A newly launched campaign kick started by Johanna Anderson at the University of Gloucestershire argues that academic publishing practices are making ebooks unaffordable, unsustainable and inaccessible to university libraries and therefore to students, academics and other users. I’ve joined with many others calling for urgent regulation of the market, and here I set out why.

Creating revenue where none previously existed

It is an atypical scenario for an institution to invest in every single student getting an individual copy of every single book (limited examples of a significant book being purchased for students on a particular module/course notwithstanding).

The idea that every single student who might see or read a particular text must be accounted for (in terms of revenue generation) is one that simply does not exist for the physical resources that we buy.

But there is an attempt to establish this as the norm for ebooks – an attempt to capture revenue from spaces where none would have existed, and justify this by describing the new resource (e-book) as being fundamentally different enough to warrant this.

It is not that this is an inherently bad thing – every business has the right to explore revenue streams.

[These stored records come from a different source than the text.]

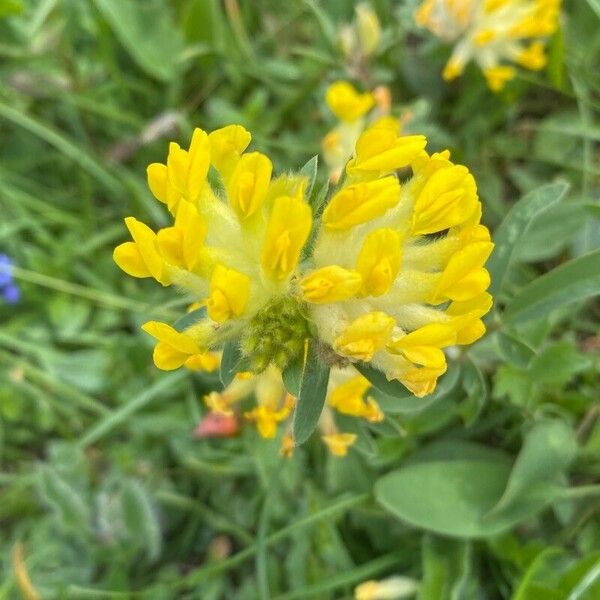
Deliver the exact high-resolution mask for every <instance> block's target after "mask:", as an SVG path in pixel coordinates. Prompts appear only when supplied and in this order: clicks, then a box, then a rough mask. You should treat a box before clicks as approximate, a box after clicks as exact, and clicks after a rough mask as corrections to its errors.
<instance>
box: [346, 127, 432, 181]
mask: <svg viewBox="0 0 600 600" xmlns="http://www.w3.org/2000/svg"><path fill="white" fill-rule="evenodd" d="M396 127H397V126H396ZM426 144H427V140H426V138H425V136H424V135H407V136H398V134H397V132H396V131H394V129H392V128H391V127H390V126H389V124H388V123H387V122H378V123H376V124H375V125H374V126H371V127H370V128H369V129H367V130H366V131H364V132H363V133H362V134H361V136H360V137H359V138H358V141H357V142H356V158H355V159H354V160H353V161H351V163H349V164H348V167H347V171H348V174H350V175H353V174H360V173H365V172H378V173H389V172H391V171H395V170H396V169H400V168H402V167H406V166H408V165H409V164H410V163H411V162H412V161H413V160H414V159H415V158H416V157H417V156H418V155H419V154H420V153H421V152H422V151H423V150H424V148H425V146H426Z"/></svg>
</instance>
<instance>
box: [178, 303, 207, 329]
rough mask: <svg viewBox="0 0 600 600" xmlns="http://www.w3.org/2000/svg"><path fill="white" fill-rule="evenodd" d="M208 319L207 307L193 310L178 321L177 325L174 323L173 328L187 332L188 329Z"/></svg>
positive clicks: (201, 307)
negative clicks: (206, 316) (192, 326)
mask: <svg viewBox="0 0 600 600" xmlns="http://www.w3.org/2000/svg"><path fill="white" fill-rule="evenodd" d="M204 317H206V306H202V307H200V308H197V309H196V310H192V311H190V312H189V313H187V314H186V315H184V316H183V317H181V319H177V321H175V323H173V327H175V329H177V331H185V330H186V329H187V328H188V327H191V326H192V325H195V324H196V323H197V322H198V321H201V320H202V319H204Z"/></svg>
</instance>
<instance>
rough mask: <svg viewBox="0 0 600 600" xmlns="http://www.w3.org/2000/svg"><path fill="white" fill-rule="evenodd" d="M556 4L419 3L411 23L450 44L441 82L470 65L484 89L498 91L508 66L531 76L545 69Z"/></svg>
mask: <svg viewBox="0 0 600 600" xmlns="http://www.w3.org/2000/svg"><path fill="white" fill-rule="evenodd" d="M560 5H561V0H485V1H482V2H474V1H473V0H425V1H424V2H422V3H421V5H420V6H419V8H418V9H417V11H416V12H415V21H416V23H417V24H418V25H419V26H421V27H424V28H427V29H429V31H431V32H432V33H433V34H434V35H436V36H437V37H439V38H440V39H442V40H443V41H445V42H447V43H451V44H454V46H455V49H454V51H453V52H452V55H451V57H450V60H449V61H448V63H447V64H446V67H445V68H444V71H443V77H444V79H446V80H447V81H451V80H453V79H455V78H456V77H459V76H460V75H461V74H462V73H463V71H464V69H465V66H466V64H467V63H468V62H469V61H471V60H473V61H474V62H476V63H477V64H478V66H479V67H480V68H481V70H482V71H483V74H484V76H485V79H486V81H487V84H488V86H489V88H490V89H491V90H492V91H494V92H499V91H501V90H502V89H503V88H504V86H505V85H506V83H507V82H508V81H510V80H511V79H513V78H514V77H515V76H516V73H517V71H516V69H515V68H514V66H513V65H519V66H521V67H523V68H525V69H530V70H532V71H537V70H539V69H542V68H543V67H544V66H545V64H546V57H545V46H546V41H547V38H548V37H549V36H550V35H552V34H553V33H554V32H555V31H556V29H557V28H558V18H559V11H560Z"/></svg>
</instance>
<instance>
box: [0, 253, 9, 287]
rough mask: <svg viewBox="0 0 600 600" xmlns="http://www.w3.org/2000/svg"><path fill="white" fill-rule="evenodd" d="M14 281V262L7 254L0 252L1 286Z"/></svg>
mask: <svg viewBox="0 0 600 600" xmlns="http://www.w3.org/2000/svg"><path fill="white" fill-rule="evenodd" d="M10 283H12V262H11V260H10V258H8V256H6V254H0V288H2V287H4V286H5V285H9V284H10Z"/></svg>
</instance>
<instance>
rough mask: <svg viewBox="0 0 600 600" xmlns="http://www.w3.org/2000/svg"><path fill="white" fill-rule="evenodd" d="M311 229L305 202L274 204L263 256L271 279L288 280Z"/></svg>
mask: <svg viewBox="0 0 600 600" xmlns="http://www.w3.org/2000/svg"><path fill="white" fill-rule="evenodd" d="M311 226H312V212H311V210H310V206H309V205H308V204H306V202H304V201H303V200H301V199H299V198H293V197H290V196H280V197H279V198H277V199H276V200H275V202H274V204H273V209H272V211H271V216H270V218H269V223H268V226H267V233H266V236H265V243H264V246H263V250H262V254H261V264H262V267H263V269H264V271H265V272H266V273H267V275H269V277H272V278H273V279H279V280H281V279H285V278H286V277H287V276H288V275H289V274H290V273H291V272H292V271H293V270H294V269H295V267H296V264H297V263H298V259H299V258H300V252H301V251H302V247H303V246H304V243H305V242H306V240H307V239H308V235H309V234H310V229H311Z"/></svg>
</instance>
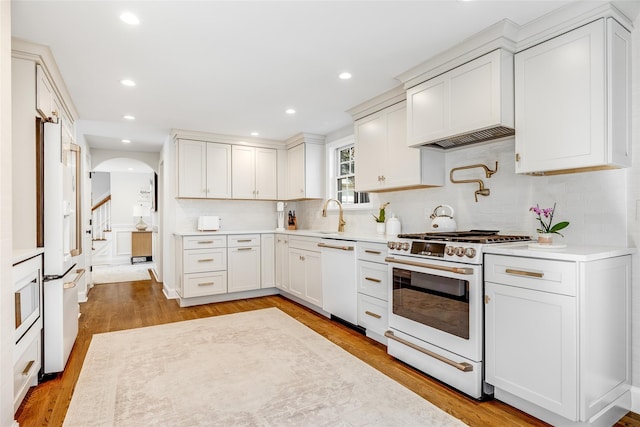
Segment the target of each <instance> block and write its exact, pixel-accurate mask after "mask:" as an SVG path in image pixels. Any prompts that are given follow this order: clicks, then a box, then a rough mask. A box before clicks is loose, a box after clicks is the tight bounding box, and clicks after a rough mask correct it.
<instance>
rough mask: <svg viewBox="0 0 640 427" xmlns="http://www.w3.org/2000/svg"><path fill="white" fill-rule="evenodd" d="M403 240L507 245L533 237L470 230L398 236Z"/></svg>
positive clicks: (488, 231) (406, 234)
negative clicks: (506, 243) (460, 242)
mask: <svg viewBox="0 0 640 427" xmlns="http://www.w3.org/2000/svg"><path fill="white" fill-rule="evenodd" d="M398 237H399V238H401V239H412V240H433V241H444V242H475V243H505V242H520V241H527V240H531V236H522V235H503V234H498V231H497V230H469V231H452V232H442V233H433V232H426V233H415V234H398Z"/></svg>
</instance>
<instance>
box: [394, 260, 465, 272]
mask: <svg viewBox="0 0 640 427" xmlns="http://www.w3.org/2000/svg"><path fill="white" fill-rule="evenodd" d="M384 260H385V261H386V262H392V263H395V264H404V265H411V266H413V267H423V268H431V269H433V270H442V271H448V272H450V273H458V274H473V268H470V267H443V266H442V265H435V264H425V263H422V262H416V261H406V260H403V259H397V258H394V257H386V258H385V259H384Z"/></svg>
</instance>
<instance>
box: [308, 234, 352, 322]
mask: <svg viewBox="0 0 640 427" xmlns="http://www.w3.org/2000/svg"><path fill="white" fill-rule="evenodd" d="M318 246H319V247H320V248H321V254H322V296H323V298H322V299H323V302H322V309H323V310H324V311H327V312H329V313H331V315H332V316H335V317H338V318H339V319H341V320H345V321H347V322H349V323H351V324H353V325H357V324H358V289H357V280H356V278H357V269H356V242H354V241H351V240H339V239H322V241H321V242H320V243H318Z"/></svg>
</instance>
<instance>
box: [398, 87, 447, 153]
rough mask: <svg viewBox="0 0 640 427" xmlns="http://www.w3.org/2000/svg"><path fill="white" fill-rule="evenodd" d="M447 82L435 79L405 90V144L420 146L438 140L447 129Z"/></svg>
mask: <svg viewBox="0 0 640 427" xmlns="http://www.w3.org/2000/svg"><path fill="white" fill-rule="evenodd" d="M448 92H449V81H448V79H447V78H446V77H445V76H439V77H435V78H433V79H431V80H428V81H426V82H424V83H421V84H419V85H418V86H416V87H414V88H411V89H409V90H407V101H408V105H409V107H408V114H409V117H408V120H407V126H408V128H407V130H408V135H409V139H408V140H407V144H410V145H413V144H420V143H424V142H426V141H431V140H434V139H437V138H440V137H441V136H442V135H444V134H445V133H446V132H447V130H448V129H449V114H448V110H449V105H448V104H449V99H448V98H449V97H448V96H447V94H448Z"/></svg>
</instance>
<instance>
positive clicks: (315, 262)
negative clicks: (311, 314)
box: [304, 251, 323, 307]
mask: <svg viewBox="0 0 640 427" xmlns="http://www.w3.org/2000/svg"><path fill="white" fill-rule="evenodd" d="M304 258H305V260H304V261H305V276H306V288H305V299H306V300H307V301H309V302H310V303H312V304H314V305H316V306H318V307H322V301H323V300H322V262H321V257H320V252H307V251H304Z"/></svg>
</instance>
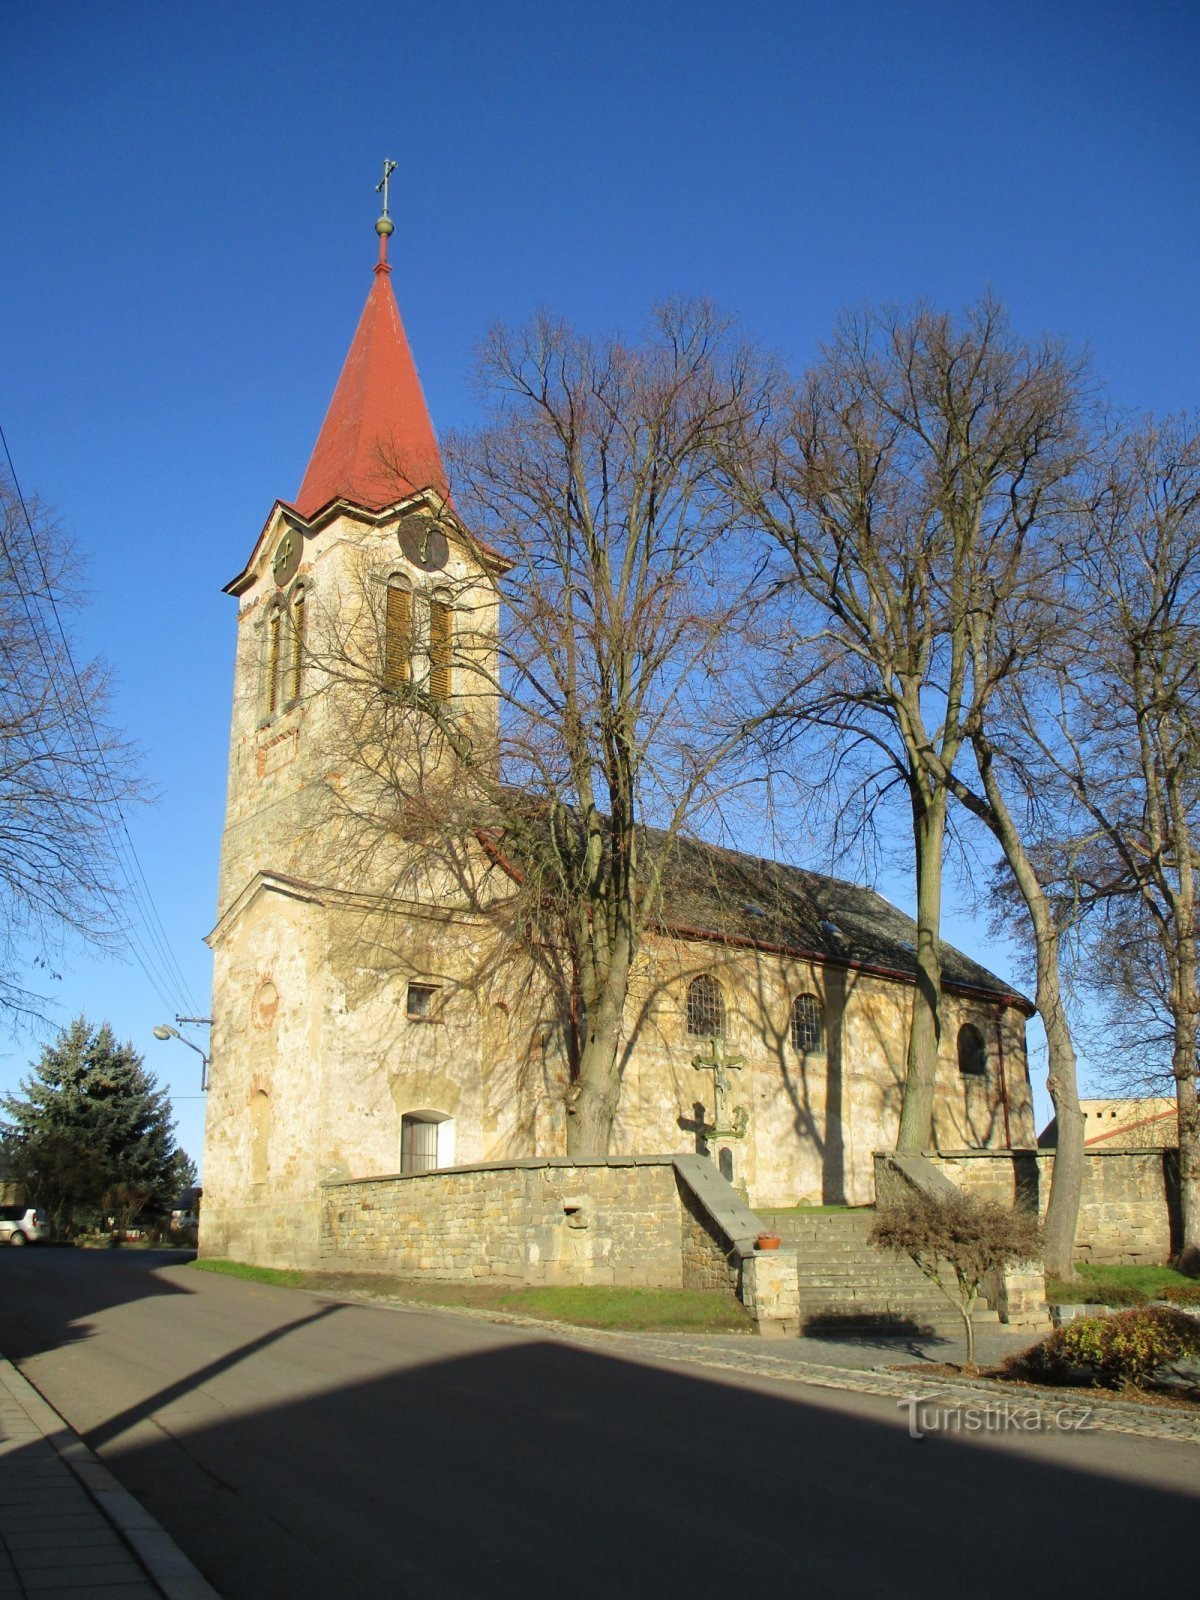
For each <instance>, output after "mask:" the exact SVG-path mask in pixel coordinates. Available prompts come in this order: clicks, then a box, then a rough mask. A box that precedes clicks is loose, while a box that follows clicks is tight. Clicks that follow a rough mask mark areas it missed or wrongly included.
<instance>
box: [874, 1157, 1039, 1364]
mask: <svg viewBox="0 0 1200 1600" xmlns="http://www.w3.org/2000/svg"><path fill="white" fill-rule="evenodd" d="M870 1243H872V1245H882V1246H883V1248H885V1250H893V1251H896V1254H901V1256H909V1258H910V1259H912V1261H915V1262H917V1266H918V1267H920V1269H922V1272H923V1274H925V1275H926V1278H930V1280H931V1282H933V1283H936V1285H938V1288H939V1290H941V1291H942V1294H946V1298H947V1299H949V1301H950V1304H952V1306H954V1307H955V1309H957V1310H958V1315H960V1317H962V1318H963V1328H965V1330H966V1365H968V1366H974V1325H973V1320H971V1317H973V1312H974V1302H976V1299H978V1296H979V1290H981V1286H982V1282H984V1277H986V1275H987V1274H989V1272H994V1270H998V1269H1002V1267H1008V1266H1013V1264H1016V1262H1019V1261H1032V1259H1035V1258H1037V1256H1038V1254H1040V1250H1042V1245H1040V1235H1038V1227H1037V1218H1035V1216H1032V1214H1030V1213H1027V1211H1010V1210H1006V1208H1005V1206H1000V1205H995V1202H992V1200H978V1198H976V1197H974V1195H966V1194H962V1192H958V1190H952V1192H949V1194H944V1195H934V1194H926V1192H925V1190H923V1189H909V1190H907V1192H906V1194H904V1195H902V1197H901V1198H899V1200H894V1202H891V1203H890V1205H886V1206H883V1208H882V1210H880V1211H878V1216H877V1219H875V1226H874V1229H872V1230H870ZM942 1267H949V1269H950V1270H952V1272H954V1278H955V1288H957V1294H952V1293H950V1291H949V1290H947V1288H946V1285H944V1283H942V1277H941V1269H942Z"/></svg>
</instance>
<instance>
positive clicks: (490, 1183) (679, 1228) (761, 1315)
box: [317, 1155, 800, 1334]
mask: <svg viewBox="0 0 1200 1600" xmlns="http://www.w3.org/2000/svg"><path fill="white" fill-rule="evenodd" d="M758 1229H760V1224H758V1219H757V1218H755V1214H754V1213H752V1211H750V1210H749V1208H747V1206H746V1203H744V1202H742V1200H741V1198H739V1197H738V1194H736V1192H734V1190H733V1189H731V1187H730V1184H726V1181H725V1179H723V1178H722V1176H720V1173H717V1170H715V1168H714V1166H712V1163H710V1162H707V1160H704V1158H701V1157H693V1155H685V1157H669V1155H667V1157H654V1155H651V1157H638V1155H632V1157H611V1158H610V1160H606V1162H600V1160H597V1162H570V1160H562V1158H557V1160H555V1158H530V1160H520V1162H501V1163H488V1165H480V1166H458V1168H445V1170H440V1171H432V1173H403V1174H392V1176H389V1178H360V1179H350V1181H342V1182H330V1184H325V1186H323V1187H322V1219H320V1242H318V1251H317V1258H318V1266H320V1267H323V1269H326V1270H342V1272H363V1270H366V1272H387V1274H395V1275H397V1277H406V1278H430V1280H443V1282H445V1280H459V1282H461V1280H475V1278H490V1280H493V1282H501V1283H514V1285H536V1283H598V1285H637V1286H642V1288H704V1290H723V1291H726V1293H736V1294H739V1296H741V1298H742V1301H744V1302H746V1306H747V1307H749V1310H750V1312H752V1314H754V1317H755V1320H757V1323H758V1328H760V1331H762V1333H774V1334H778V1333H795V1331H797V1330H798V1304H800V1301H798V1288H797V1275H795V1259H794V1258H792V1256H790V1253H784V1256H782V1258H781V1259H776V1253H765V1254H760V1253H758V1251H755V1246H754V1237H755V1234H757V1232H758ZM768 1254H770V1259H768Z"/></svg>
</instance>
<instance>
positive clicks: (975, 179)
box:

It is that it is so cynically engineered and constructed through heavy handed restriction of an ostensibly open product, and hidden from any transparency.

Goodbye to second hand markets

As well as all the fancy bells and whistles surrounding ebooks, they also embody the ability for the owner to apply access restrictions beyond the point of purchase.

There are arguments to be had about second hand transmission of copyrighted work that continually play out among smarter and more informed professionals than me. The issue is that it represents a significant shift in power and control to the publisher and is simply never discussed.

We assume that making sure that any avenues by which access is obtained without being paid for is blocked would be the goal of publishers, but we never see this articulated (strategically or objectively).

We are left to assume that this is the goal and that frustrating Digital Rights Management is the tool to achieve this. We are in the business of serving our communities and anything that is of detriment to their experience has a real impact on value to us. If buying into these technologies reduces the flexibility of student activity later, then this automatically makes it more dangerous and less valuable to us, no matter how much marketing material is produced to describe it as “more flexible”.

Tie institutions to platforms

University acquisition teams often place value on flexibility and the freedom to apply choice. Anything that abrogates this feels like an attempt to squeeze us into somewhere we don’t necessarily want to go.

If the only way to buy your book is to tie ourselves to a platform that we otherwise would not consider, then this is limiting behaviour that is likely to cause us significant ethical, logistical, and practical issues that we will not thank publishers for.

Front loading risk and “future use costs” at the point of sale

Libraries are typically expected to take all of the risk and foot the entire bill for actual usage, possible usage, hoped for usage, and fictional future usage of an ebook at the first point of sale. This is so rigid, unimaginative, and inflexible that it forestalls a huge amount of potential constructive work. It is one of my great professional frustrations and a source of profound anger that professional publishers approach this space with such paucity of ambition and limited thinking.

There are ways to address this – purchasing models that could tie revenues to actual usage, spread the risk at first purchase, allow for self determination and untether some of the untapped potential of ebooks, but these remain locked away behind the flat out refusal of publishers to engage beyond baby steps.

The irony is that universities are always ready to invest in new systems and developments, and Librarians are one of the most open communities that exist. It is a ripe area for trial and error, for experimentation and for exciting adventures into the boundaries of what could be possible combining digital resources with accessible pedagogy.

But all of this untapped potential stops at the point when we are told “Nope. Single user only. And it’s 50x more expensive because lots of future people might use it.” We require more acknowledgement of the fact that we have significant skills and experience that could contribute to vast improvements in this area. Refusal to engage in this area will, likely, continue the race to the bottom that we are currently in.